Nigeria. Le géant de l’Afrique occidentale est en pleine tourmente. Au-delà des attentats » terroristes » du 1er octobre, jour même de la célébration de ses cinquante ans d’indépendance, un véritable malaise règne au pays du naira. Aux machinations en vue des prochaines présidentielles pour lesquelles le Nord se dresse contre le Sud avec, dans chaque pôle, des dissensions internes, un esprit de mafia sévit dans le plus grand Etat fédéré d’Afrique qui vit au rythme d’enlèvements, d’agressions physiques, d’assassinats à caractère politique, religieux ou tout simplement crapuleux. Pourvu que la grande campagne » anti-kidnapping » qui vient d’être lancée par le gouvernement fédéral puisse ramener la sérénité au sein des populations et dans le milieu des investisseurs.
Côte d’Ivoire. » OUF ! » se sont exclamés de nombreux Ivoiriens et observateurs de la scène politique éburnéenne. Après plusieurs reports, on a eu enfin une date consensuelle des élections et on vient, enfin, d’entrer dans le vif du sujet à travers la campagne présidentielle qui bat son plein dans les quatre coins du pays. Ça y est donc, cette fois-ci, les élections auront bel et bien lieu le 31 octobre prochain.
Cependant, je ne crois pas beaucoup à la liberté des populations de choisir le candidat qu’elles préfèrent. Car une angoisse persiste quant à la personnalité qui prendrait les rennes du pouvoir. Pour que la paix soit durable, n’importe qui ne doit pas être élu président. Beaucoup pensent comme moi que même s’il existait un candidat qui soit le plus valeureux et le plus populaire, son élection entraînerait la Côte d’Ivoire dans une spirale de violences qui pourrait précipiter le pays dans l’enfer. Il faut donc à la Côte d’Ivoire un président par défaut : Laurent Gbagbo. Tout autre choix serait dangereux pour la paix. Car alors, les escadrons de la mort ressusciteront, les » patriotes » reprendront la rue et les milices ethniques foisonneront partout dans le pays.
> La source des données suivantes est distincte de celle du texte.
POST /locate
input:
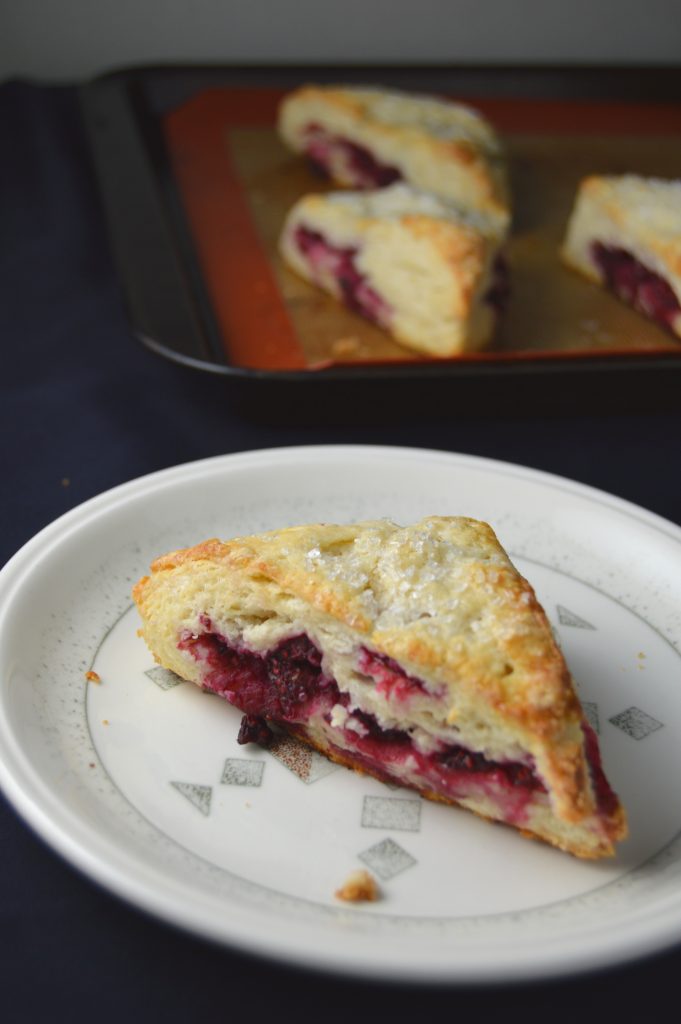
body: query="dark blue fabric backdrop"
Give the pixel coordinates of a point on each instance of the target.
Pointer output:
(84, 408)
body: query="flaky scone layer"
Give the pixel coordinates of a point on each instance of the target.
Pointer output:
(639, 215)
(431, 266)
(440, 598)
(440, 146)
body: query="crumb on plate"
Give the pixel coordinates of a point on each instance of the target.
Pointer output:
(359, 887)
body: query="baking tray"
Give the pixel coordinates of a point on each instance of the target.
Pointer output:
(196, 184)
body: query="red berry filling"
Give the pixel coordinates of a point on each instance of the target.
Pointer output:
(605, 799)
(635, 284)
(287, 685)
(366, 171)
(390, 681)
(328, 260)
(284, 684)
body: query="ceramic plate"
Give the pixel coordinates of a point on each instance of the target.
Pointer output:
(139, 781)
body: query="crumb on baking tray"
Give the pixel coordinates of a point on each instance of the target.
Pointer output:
(359, 887)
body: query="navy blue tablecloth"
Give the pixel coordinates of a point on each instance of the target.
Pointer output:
(84, 408)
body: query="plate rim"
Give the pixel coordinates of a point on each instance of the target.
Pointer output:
(39, 818)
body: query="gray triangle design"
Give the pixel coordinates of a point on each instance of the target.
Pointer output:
(567, 617)
(199, 796)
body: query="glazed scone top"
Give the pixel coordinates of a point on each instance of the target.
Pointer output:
(647, 205)
(441, 597)
(442, 119)
(400, 200)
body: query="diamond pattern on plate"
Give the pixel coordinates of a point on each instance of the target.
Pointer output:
(199, 796)
(301, 760)
(591, 714)
(240, 771)
(636, 723)
(387, 859)
(164, 678)
(567, 617)
(391, 812)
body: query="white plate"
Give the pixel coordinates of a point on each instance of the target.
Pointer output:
(145, 790)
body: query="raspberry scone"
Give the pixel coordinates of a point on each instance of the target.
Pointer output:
(416, 266)
(416, 654)
(369, 138)
(625, 232)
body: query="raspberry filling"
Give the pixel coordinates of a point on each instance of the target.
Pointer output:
(324, 151)
(605, 799)
(635, 284)
(339, 263)
(287, 685)
(390, 681)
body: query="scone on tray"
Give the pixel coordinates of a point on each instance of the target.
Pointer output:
(369, 138)
(413, 264)
(417, 654)
(625, 233)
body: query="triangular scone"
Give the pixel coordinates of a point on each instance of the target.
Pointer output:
(371, 137)
(415, 265)
(418, 654)
(625, 233)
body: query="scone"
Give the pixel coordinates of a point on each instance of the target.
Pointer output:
(417, 654)
(403, 259)
(369, 138)
(625, 232)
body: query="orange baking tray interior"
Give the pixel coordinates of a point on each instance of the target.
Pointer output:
(237, 182)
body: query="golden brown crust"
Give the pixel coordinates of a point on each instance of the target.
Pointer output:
(639, 215)
(442, 599)
(431, 266)
(442, 146)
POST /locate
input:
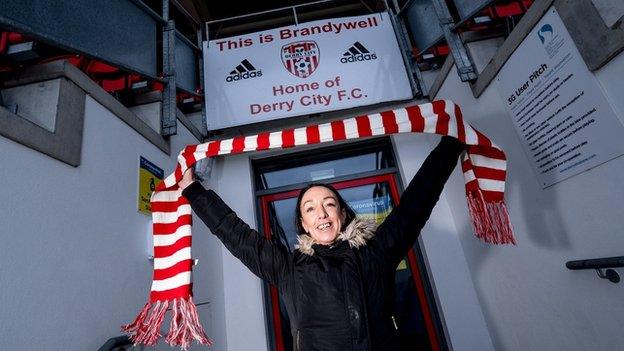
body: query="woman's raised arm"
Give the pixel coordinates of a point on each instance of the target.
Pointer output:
(265, 259)
(401, 228)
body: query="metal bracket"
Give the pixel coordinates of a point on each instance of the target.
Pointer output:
(200, 63)
(168, 123)
(465, 67)
(415, 77)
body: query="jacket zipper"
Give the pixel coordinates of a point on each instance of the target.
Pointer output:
(298, 347)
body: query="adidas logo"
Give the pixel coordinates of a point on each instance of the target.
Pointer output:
(245, 70)
(357, 52)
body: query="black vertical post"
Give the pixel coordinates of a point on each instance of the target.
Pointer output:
(168, 122)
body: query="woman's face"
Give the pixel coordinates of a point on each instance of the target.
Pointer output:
(321, 215)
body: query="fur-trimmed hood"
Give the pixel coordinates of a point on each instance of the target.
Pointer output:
(356, 234)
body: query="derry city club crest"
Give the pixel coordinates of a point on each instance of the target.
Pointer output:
(301, 58)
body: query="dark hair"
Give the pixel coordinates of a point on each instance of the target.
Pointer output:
(350, 214)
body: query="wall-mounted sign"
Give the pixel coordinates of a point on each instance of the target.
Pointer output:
(312, 67)
(559, 110)
(149, 176)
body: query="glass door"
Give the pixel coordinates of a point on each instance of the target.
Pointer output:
(372, 197)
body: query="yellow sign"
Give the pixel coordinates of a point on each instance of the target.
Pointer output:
(149, 176)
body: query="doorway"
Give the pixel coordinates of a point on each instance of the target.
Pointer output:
(367, 177)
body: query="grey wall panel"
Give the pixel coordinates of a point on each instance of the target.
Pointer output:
(423, 24)
(116, 31)
(186, 65)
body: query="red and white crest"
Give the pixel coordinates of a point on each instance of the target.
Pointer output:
(301, 58)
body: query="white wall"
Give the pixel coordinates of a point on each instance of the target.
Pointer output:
(529, 299)
(244, 307)
(74, 248)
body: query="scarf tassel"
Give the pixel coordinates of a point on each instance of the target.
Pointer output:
(490, 220)
(183, 329)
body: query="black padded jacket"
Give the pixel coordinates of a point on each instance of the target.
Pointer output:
(338, 297)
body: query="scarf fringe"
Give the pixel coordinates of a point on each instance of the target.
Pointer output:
(185, 326)
(490, 220)
(183, 329)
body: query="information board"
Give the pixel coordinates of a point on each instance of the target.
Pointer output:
(564, 121)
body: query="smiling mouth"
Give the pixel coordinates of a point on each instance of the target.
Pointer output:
(323, 226)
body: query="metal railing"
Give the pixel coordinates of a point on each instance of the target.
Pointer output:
(603, 266)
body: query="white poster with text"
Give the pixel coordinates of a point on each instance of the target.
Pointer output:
(297, 70)
(559, 110)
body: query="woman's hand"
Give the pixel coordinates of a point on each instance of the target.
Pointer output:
(187, 178)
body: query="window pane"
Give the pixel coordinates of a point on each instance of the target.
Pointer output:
(321, 166)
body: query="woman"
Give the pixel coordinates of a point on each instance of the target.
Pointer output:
(338, 284)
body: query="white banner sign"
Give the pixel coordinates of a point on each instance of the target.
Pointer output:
(565, 123)
(313, 67)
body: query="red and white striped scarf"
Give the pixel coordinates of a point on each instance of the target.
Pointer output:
(484, 167)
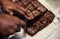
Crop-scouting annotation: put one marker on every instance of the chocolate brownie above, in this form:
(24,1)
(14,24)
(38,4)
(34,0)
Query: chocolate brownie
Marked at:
(42,22)
(42,16)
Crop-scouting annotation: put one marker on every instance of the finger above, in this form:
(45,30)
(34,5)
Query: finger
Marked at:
(22,23)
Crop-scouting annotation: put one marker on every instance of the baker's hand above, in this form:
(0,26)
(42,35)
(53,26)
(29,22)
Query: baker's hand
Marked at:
(10,24)
(9,6)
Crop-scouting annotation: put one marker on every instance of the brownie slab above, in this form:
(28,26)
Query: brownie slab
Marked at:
(42,16)
(42,22)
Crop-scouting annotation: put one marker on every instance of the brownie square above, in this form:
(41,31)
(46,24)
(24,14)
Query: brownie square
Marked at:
(35,3)
(25,2)
(35,28)
(36,13)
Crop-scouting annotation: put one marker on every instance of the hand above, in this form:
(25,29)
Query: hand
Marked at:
(9,6)
(10,24)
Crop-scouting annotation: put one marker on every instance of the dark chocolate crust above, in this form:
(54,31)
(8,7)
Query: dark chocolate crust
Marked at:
(42,16)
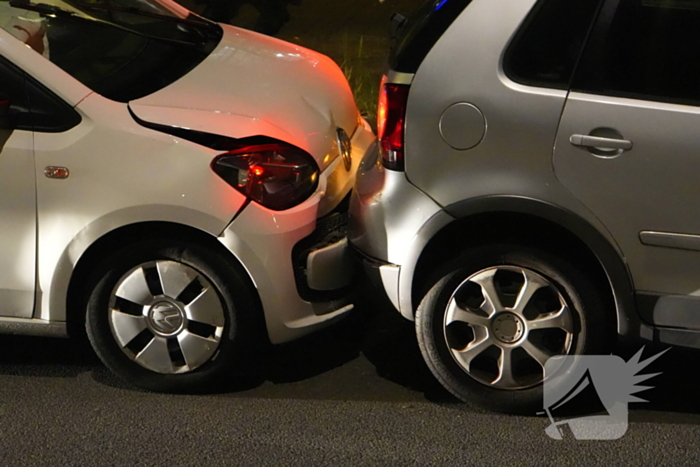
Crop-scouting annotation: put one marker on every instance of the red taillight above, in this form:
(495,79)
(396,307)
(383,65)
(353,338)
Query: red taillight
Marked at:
(391,121)
(277,175)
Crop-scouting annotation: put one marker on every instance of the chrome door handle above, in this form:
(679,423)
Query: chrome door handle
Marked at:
(599,142)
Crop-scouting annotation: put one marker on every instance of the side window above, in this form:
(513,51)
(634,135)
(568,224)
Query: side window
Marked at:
(545,50)
(14,104)
(27,105)
(644,49)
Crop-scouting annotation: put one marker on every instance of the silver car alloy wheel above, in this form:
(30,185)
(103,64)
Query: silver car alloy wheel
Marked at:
(167,317)
(510,342)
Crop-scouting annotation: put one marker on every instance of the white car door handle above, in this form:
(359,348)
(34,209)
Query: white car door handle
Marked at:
(588,141)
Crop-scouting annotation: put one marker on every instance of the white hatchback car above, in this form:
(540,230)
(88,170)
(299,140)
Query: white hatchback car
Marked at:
(175,184)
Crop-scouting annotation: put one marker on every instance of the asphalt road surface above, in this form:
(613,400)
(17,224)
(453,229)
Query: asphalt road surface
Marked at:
(356,394)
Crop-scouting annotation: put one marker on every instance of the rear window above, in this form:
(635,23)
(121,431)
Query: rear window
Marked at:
(645,49)
(422,31)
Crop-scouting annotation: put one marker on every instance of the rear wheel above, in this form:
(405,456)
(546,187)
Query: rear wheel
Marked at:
(495,316)
(169,316)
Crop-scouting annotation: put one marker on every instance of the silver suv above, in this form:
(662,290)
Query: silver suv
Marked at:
(534,193)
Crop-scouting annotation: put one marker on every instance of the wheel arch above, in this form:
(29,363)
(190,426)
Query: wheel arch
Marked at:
(539,224)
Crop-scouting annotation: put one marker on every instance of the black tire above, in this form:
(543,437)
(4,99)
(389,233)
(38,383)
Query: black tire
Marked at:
(237,337)
(592,325)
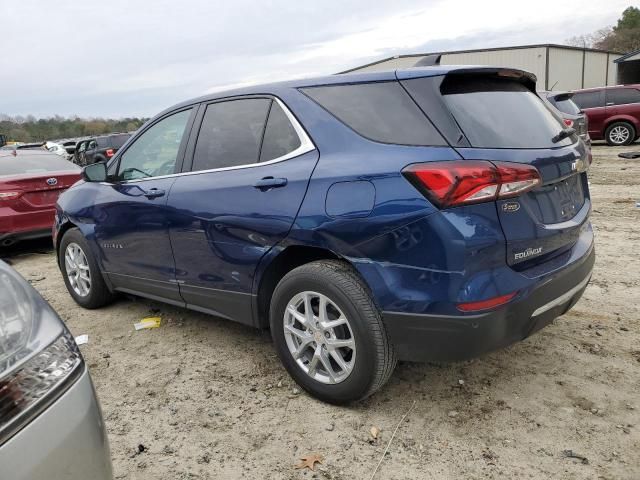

Gbagbo ne dit-il pas à qui veut l’entendre qu’il n’a pas eu le temps de gouverner en dix ans à cause des complots des « ennemis de la Côte d’Ivoire » ? Ne martèle-t-il pas partout, et avec lui ses soldats conduits par un certain « Général » Blé Goudé, qu’il ne perdra pas ces élections ? La joie de savoir que les élections se tiendront est donc teintée par des doutes, des incertitudes, des angoisses, au point que beaucoup prient Dieu pour que Laurent Gbagbo soit maintenu, non pas parce qu’il est le meilleur, mais pour éviter que ses milices incontrôlées ne sèment le désordre et ne rendent le pays ingouvernable.
Le Burundi, la République démocratique du Congo, Madagascar… Voilà d’autres poudrières potentielles qui font peur et qui font douter de la maturité des hommes politiques du continent. Serions-nous si maudits par Dieu au point de toujours tourner le dos à tout ce qui peut nous sauver de la souffrance et de la douleur ? Il faut y réfléchir. Bien à vous.